Ignorance is bliss? ;)

Alex Bicknell said...

Probably. I think I'll skip the tests for now, and push my appointment back as far as I dare. What's the worst that can happen?

Anonymous said...

I have MM too. I am American but live in Paris. Frankly, I appreciate the anger, irony and sarcasm in your writing.
It makes a change from the "positive attitude" that is the cultural norm of my compatriots. Although my empathy extends to each and every person who suffers from this disease. I too am angry, but I can't take it out on the doctors and nurses of the Parisian hospital where I am treated, because they're great. But oh how the anger is present and palpable..But where to direct it?
Hang in there, if you'll excuse the platitude.

Alex Bicknell said...

Hey Anonymous American in Paris.
I am ironic and sarcastic by nature. The anger came more recently. Our cultural problem in Britain is not excess positivity, but the tendency to keep quiet.

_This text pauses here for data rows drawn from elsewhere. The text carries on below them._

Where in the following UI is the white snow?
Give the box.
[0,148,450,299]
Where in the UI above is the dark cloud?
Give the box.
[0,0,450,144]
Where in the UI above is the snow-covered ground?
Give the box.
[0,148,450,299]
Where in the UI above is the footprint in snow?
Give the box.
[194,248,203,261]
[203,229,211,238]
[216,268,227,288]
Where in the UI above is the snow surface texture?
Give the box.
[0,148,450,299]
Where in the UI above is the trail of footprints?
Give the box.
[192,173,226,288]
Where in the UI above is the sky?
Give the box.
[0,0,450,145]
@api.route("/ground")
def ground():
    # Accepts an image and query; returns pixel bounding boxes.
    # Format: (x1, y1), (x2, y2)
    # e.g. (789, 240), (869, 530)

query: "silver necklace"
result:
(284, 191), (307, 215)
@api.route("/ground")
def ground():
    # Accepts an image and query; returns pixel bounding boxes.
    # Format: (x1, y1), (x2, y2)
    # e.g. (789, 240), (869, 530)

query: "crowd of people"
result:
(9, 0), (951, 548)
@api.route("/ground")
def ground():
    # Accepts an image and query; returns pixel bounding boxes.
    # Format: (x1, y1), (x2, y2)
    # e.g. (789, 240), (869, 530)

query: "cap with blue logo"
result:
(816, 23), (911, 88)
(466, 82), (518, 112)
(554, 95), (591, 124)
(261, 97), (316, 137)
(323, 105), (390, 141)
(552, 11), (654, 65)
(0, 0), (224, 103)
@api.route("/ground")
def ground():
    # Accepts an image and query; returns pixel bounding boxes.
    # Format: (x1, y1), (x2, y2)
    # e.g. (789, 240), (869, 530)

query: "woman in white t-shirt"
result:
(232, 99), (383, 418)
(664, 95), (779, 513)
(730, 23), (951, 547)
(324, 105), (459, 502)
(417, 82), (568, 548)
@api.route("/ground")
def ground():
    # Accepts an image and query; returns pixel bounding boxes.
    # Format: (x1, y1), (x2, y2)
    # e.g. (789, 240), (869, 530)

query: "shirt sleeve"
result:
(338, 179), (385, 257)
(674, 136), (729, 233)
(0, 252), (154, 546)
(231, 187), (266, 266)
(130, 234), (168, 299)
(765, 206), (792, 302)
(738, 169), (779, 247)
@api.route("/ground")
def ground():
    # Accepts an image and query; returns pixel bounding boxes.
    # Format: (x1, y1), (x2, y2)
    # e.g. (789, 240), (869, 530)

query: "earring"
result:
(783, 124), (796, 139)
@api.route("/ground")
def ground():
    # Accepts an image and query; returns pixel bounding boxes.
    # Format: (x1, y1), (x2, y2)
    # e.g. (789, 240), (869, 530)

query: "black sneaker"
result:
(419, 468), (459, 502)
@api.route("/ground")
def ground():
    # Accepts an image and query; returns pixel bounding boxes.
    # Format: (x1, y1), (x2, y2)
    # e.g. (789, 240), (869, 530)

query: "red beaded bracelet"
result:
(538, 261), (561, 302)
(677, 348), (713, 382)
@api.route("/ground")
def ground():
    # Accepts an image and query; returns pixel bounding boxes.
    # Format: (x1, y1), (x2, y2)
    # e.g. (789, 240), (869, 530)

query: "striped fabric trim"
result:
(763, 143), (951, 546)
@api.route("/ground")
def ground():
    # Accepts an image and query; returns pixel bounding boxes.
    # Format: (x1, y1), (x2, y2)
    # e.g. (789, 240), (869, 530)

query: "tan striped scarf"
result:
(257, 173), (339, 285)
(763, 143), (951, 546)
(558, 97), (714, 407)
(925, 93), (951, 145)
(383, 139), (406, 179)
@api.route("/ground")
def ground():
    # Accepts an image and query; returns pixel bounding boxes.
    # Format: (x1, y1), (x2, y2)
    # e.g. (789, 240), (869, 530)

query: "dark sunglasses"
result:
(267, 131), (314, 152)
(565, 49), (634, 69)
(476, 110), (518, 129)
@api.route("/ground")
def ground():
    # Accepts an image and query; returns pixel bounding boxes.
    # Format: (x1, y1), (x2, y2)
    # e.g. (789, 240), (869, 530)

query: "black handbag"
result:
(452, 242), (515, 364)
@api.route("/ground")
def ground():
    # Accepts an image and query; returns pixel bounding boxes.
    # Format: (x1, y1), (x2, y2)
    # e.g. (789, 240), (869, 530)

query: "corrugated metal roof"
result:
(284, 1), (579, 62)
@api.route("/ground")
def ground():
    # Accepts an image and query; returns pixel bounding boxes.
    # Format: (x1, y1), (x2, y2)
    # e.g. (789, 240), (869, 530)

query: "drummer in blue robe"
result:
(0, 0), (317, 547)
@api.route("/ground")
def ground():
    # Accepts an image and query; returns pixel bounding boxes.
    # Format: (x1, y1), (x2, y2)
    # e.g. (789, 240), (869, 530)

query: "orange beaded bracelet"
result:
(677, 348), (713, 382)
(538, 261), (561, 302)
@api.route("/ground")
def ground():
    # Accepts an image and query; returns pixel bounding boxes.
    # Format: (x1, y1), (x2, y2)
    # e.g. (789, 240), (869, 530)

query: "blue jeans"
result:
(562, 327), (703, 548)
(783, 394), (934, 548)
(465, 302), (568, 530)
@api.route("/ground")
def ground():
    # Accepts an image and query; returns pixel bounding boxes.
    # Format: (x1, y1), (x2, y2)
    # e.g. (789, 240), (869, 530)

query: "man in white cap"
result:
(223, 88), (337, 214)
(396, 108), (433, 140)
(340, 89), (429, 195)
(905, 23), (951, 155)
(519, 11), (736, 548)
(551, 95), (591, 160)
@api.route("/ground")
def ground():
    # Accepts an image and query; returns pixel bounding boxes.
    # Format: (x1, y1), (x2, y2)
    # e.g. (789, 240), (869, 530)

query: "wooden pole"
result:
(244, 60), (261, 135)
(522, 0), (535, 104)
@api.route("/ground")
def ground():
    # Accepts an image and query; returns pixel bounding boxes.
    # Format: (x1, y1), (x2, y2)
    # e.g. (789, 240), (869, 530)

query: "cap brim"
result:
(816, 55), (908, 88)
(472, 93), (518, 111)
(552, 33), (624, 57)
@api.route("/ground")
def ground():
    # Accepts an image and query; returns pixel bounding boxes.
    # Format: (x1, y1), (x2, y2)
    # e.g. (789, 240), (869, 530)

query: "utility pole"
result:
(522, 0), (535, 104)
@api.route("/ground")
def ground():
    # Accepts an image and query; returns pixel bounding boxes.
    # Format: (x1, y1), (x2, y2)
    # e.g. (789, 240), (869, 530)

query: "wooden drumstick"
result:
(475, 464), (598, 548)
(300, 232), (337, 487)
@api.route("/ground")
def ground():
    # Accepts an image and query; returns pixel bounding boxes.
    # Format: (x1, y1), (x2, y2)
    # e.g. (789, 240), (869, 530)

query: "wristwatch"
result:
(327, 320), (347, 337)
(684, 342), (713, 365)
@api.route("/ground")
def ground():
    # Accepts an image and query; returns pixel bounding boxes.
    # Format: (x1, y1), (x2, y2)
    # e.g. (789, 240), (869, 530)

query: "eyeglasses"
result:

"stiff upper lip" + "reserve" = "suffering in silence"

So I'm doing my best to puncture that. I'll write this up large, as long as I'm able to. Having got it out on DialM, I find I can be pretty chirpy the rest of the time. You hang in there too - we're in this shit together. And thanks for stopping by - its comments like yours that make me certain that writing about it, talking about it, is an absolute necessity.

Unknown said...

Didn't mean to be anonymous
Must fix that
My name is Mike O'Neil

Alex Bicknell said...

Anonymity is fine by me... but names are nice too. Good to meet you, Mike.

Unknown said...

The pleasure is mutual and I will be following your blog, (commenting when so inspired) and wishing you and your family the best.